Work with a small group of trustworthy weirdos.
Try for big publishers anyway (waiting ≥5 years in the process).
The good news is that all these options involve writing. But the first option is the only one that requires publishing. These are distinct activities. This is obvious shit but it needs to be said: writers are people who frequently and seriously write, then share their work with the public. Publishing is an important part of being a writer but publishing is not writing. I've got good friends who've been published at every scale, so believe me when I tell you that publishing is a very weak source of the meaning, satisfaction, and surprise which artists so faithfully chase. You get the book in the mail and stare at a coffin.

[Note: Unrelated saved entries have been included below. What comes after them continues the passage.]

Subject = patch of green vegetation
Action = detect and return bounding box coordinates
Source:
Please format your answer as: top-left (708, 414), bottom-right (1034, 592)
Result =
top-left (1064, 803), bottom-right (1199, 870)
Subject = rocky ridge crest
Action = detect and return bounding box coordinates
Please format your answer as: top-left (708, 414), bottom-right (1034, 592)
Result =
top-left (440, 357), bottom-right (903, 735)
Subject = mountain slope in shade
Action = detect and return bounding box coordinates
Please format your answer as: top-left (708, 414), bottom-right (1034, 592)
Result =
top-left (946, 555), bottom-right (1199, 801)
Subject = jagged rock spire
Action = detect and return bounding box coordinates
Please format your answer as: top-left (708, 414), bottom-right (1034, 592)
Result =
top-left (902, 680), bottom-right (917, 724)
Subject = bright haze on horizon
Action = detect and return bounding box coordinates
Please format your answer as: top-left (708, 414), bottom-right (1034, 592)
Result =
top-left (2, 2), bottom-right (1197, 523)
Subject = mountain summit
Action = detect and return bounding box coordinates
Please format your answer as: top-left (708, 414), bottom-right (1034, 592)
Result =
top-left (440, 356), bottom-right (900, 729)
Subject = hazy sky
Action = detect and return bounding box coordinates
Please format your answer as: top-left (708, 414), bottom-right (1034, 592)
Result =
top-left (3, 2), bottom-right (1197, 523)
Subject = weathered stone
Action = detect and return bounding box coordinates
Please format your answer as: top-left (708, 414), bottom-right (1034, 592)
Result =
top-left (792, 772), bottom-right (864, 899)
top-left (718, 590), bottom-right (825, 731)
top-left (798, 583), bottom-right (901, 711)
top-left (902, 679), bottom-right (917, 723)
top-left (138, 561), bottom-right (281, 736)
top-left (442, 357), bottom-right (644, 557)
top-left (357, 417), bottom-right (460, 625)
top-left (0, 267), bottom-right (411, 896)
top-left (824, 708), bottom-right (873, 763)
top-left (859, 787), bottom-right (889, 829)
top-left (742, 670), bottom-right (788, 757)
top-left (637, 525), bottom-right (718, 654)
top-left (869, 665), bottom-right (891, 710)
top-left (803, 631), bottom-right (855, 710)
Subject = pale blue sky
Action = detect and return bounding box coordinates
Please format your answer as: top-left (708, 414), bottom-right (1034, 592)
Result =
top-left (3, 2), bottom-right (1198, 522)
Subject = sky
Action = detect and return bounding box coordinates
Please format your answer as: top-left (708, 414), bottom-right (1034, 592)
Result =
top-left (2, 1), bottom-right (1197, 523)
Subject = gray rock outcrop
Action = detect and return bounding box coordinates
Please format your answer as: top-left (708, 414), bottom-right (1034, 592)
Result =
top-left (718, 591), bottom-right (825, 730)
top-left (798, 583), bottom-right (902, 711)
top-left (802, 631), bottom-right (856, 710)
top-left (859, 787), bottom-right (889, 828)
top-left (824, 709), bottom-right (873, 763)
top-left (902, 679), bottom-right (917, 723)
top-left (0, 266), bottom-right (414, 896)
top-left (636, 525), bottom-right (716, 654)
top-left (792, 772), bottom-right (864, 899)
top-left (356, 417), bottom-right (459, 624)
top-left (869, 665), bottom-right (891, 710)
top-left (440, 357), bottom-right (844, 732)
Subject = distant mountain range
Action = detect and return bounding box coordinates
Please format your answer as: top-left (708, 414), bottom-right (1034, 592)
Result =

Writing, the work and thrill of it, is the actual thing.
More good news: if you want to self-publish, it's incredibly easy. This is the best time in the history of civilization for writers who want their words to sustain in a book. The distance between a writer whose work hasn't been bound in a nice paperback and a writer whose work sits on bookshelves is an hour and a KDP account. You can also make zines or other limited-run productions of your work. Sharing your work with friends and family has never been easier; making your work accessible online takes no more than thirty minutes. Don't forget that Homer (whether that name accurately refers to one guy or to numerous people) essentially wandered around doing slam poetry readings. If you want to get your work out there, extend your creative mind to the puzzle of socializing your art. Waiting around for another adult to do it for you isn't necessary.
Publishing is maximally satisfying when it is a process by which a writer comes to know and trust their readers. I've been writing and publishing for nearly 20 years. My most rewarding publishing experience was for my book A Task. I ran a Kickstarter to fund a small print run and pledged to have an hourlong conversation with each of the book's first thousand readers. Have I found one thousand readers? No. But the conversations I had with the readers I did find—sincere, curious, kind people—strengthened my conviction in the power of art. "Number go up" isn't an ethics, it's a catchphrase for dipshits. Publishing is a bridge, not a resume, so instrumentalize it at your peril.
Rather than nurse and spread a dangerous dream, artists should own up to the world in which they actually live. I hope we'll see associations of artists that look more like a social experiment than an LLC.1 I hope artists abandon the sad quest for imagined respect ostensibly bestowed by stressed-out New Yorkers barely clinging to corporate jobs. I hope artists remember that trust among likeminded people is the foundation of life-sustaining labor and communal innovation, not spending years of your life gambling for a review in The New Yorker.
No one knows how much time they have left, energy is finite, and fascism hasn't gone anywhere. We must dump the fantasies which infantilize us.
Yancey Strickler's Artist Corporation is a good idea, but it's limited by the premise that legal structures enable and protect dignity and fairness, contra Frank Wilhoit's law: Conservatism consists of exactly one proposition, to wit: There must be in-groups whom the law protects but does not bind, alongside out-groups whom the law binds but does not protect.



This is so fucking real. I am basically constantly trying to find a way to say exactly this, but feel a little compromised in saying it since I do have support from a big 5 and won the lottery in a few ways. But it’s still, I swear, such a mixed bag to publish and the only real joy is to write and sometimes to have a really tender conversation or receive a message from a real reader who isn’t a critic or a publishing person but just a single pair of eyes that got it.
This hit hard, brother. And is probably why I find myself so confusedly in the position that I am in.